THE PLASTIC WE WEAR

Published at : 2020-01-20 05:52

It was only a few years ago that my clothing purchases were based predominantly on the style and price point of the piece. My priority with fashion had always been putting together great, comfy outfits at budget price. While I did shop mainly at secondhand clothing stores, I couldn’t help being drawn to the alluring bargains and styles by other designers or fast fashion stores at times. Being uneducated and oblivious about the importance of fabric origins and qualities, what the labels read were rarely a deciding factor. 

A few years and a lot of research later, my approach to consumerism has drastically changed. I’m continually more aware of the products I’m buying, the materials they are made of and ultimately the companies I am investing in.

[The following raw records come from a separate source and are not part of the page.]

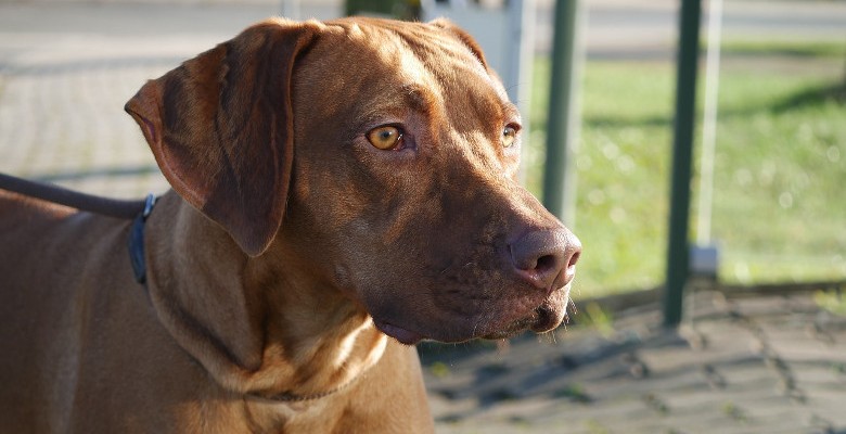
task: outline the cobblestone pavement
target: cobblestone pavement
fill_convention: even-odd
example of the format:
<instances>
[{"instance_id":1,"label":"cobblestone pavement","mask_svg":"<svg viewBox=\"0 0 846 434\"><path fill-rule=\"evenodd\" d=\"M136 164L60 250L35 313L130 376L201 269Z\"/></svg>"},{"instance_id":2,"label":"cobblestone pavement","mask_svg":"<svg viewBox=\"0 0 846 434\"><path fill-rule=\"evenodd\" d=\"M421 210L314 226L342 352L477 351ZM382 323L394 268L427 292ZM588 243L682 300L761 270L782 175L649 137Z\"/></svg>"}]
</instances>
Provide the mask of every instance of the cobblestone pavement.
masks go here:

Plastics, being the enemy of our environment are an obvious evil invention that we need to phase out immediately. Plastic bottles, straws, packaging are items that we can immediately recognise and eliminate but unfortunately not all plastics are that easy to identify.

Every day and night we are surrounded by fabrics; Our clothing, our furniture, our bed sheets, car seats, our upholstery. Some of the most common fabrics getting around are Polyester, Rayon, Arcylic and Fleece.

These are what we call, Synthetic Fabrics, they are often made from dihydric alcohol, terpthalic acid, polycrylonitriles, causeic soda, ammonia, acetone, sulphuric acid, petroleum and perfluorinated chemicals.

Synthetic fabric is toxic, cheap and affects your health as well as the health of our planet.
Every time we wash these polyester and acrylic pieces, they shed thousands of micro plastics down the drain.

Micro-plastics are tiny fibres and fragments of plastic and are among the most abundant form of debris in the environment. The fibres that are released, travel to your local wastewater treatment plant where majority of them will pass through directly into our rivers, lakes and are often found on the ocean surface, the deep sea and the marine food chain.

We can’t see it, we can’t clean it up and we are generally clueless to this pollution that doesn’t degrade and inevitably ends up in the stomachs of our animal friends.

Fortunately, their are natural alternatives out there!

We just need to be aware, educate others and invest responsibility. Take the time to read the labels, research the brand and look for well-made products that use linen, hemp and organic cottons. Quality clothing may seem expensive and in some cases overpriced but raw materials are more superior, and take time and love to be woven into beautiful fabrics that are soft and durable on opposed to chemically treated disposable pieces. These are worth the investment.

Changing the path of consumerism begins with us making simple changes in our lives.